Ein zentrales Problem liegt im US-Rechtssystem, das nur ein Urteil basierend auf der vorgelegten Anklage zulässt. Die Anklage war “unpremeditated murder”, was nicht direkt dem deutschen Totschlag entspricht. Eine Verurteilung hätte lebenslange Haft und unehrenhafte Entlassung nach sich gezogen.

Hätte das Verfahren in Deutschland stattgefunden, hätte das Gericht auch auf fahrlässige Tötung oder Körperverletzung mit Todesfolge erkennen können, falls der Totschlag nicht eindeutig nachweisbar gewesen wäre.
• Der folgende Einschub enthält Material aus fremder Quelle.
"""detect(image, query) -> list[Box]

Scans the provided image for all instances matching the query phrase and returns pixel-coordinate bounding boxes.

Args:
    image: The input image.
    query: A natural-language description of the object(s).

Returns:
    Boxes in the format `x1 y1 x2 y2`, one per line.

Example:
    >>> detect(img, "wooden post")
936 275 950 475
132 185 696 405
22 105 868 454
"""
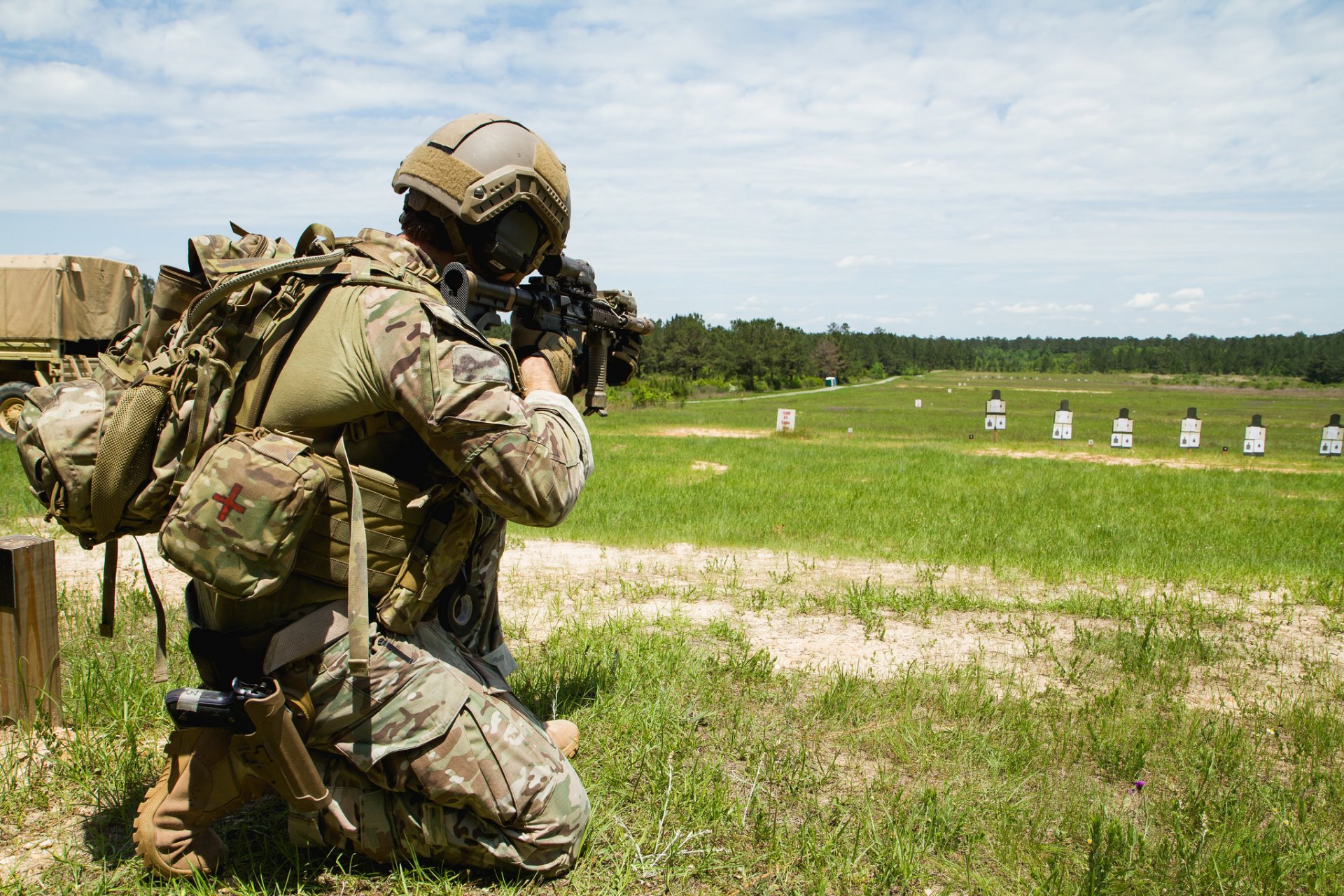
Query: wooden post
0 535 62 725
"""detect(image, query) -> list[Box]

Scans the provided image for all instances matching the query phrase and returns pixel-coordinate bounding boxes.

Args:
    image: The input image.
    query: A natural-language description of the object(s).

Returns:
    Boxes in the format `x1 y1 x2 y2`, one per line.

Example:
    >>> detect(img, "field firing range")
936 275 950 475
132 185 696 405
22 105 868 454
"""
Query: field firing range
0 372 1344 895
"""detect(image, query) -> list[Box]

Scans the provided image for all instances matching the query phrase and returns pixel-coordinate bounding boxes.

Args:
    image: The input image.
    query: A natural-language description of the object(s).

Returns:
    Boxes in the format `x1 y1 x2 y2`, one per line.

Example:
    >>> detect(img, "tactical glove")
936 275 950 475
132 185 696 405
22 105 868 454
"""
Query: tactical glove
510 309 578 395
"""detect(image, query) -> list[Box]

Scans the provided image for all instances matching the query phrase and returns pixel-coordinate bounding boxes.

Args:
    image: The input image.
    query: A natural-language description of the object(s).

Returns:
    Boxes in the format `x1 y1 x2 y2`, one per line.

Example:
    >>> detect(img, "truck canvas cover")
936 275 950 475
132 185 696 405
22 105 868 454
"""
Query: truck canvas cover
0 255 144 340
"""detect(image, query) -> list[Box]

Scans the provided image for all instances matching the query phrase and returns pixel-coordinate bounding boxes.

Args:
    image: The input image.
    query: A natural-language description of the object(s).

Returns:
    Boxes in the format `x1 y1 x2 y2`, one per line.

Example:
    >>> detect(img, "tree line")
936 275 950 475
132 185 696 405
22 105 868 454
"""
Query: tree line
140 274 1344 390
641 314 1344 390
In den USA gab es für die Geschworenen nur die Wahl zwischen einer als zu hart empfundenen Strafe und einem Freispruch – eine Zwischenlösung war nicht möglich.

Die breite Öffentlichkeit der Tat, direkt in der Stadt am Eröffnungstag der Kirmes, hätte es erfordert, den Prozess vor einem deutschen Gericht stattfinden zu lassen. Die Angehörigen des Opfers wurden durch die deutschen Behörden stark im Stich gelassen.

Kurz nach dem Vorfall besuchte der rheinland-pfälzische Innenminister Michael Ebling (SPD) den US-Stützpunkt Spangdahlem, wo der Militärprozess durchgeführt wurde. Seine Äußerungen machten deutlich, dass er wenig Interesse hatte, gegen die US-Behörden vorzugehen:

“Wir stehen, auch wenn solche belastenden Momente in unserer Freundschaft sind, eng beisammen. Das macht die Tat nicht ungeschehen und es bleibt eine ganz ganz schmerzliche Wunde. Aber es bleibt genauso wichtig, dass wir betonen, unsere Freundschaft überdauert auch Ereignisse oder Dinge, die niemand will.”

Ob sich die beiden US-Soldaten noch in Deutschland aufhalten, wurde nicht öffentlich kommuniziert.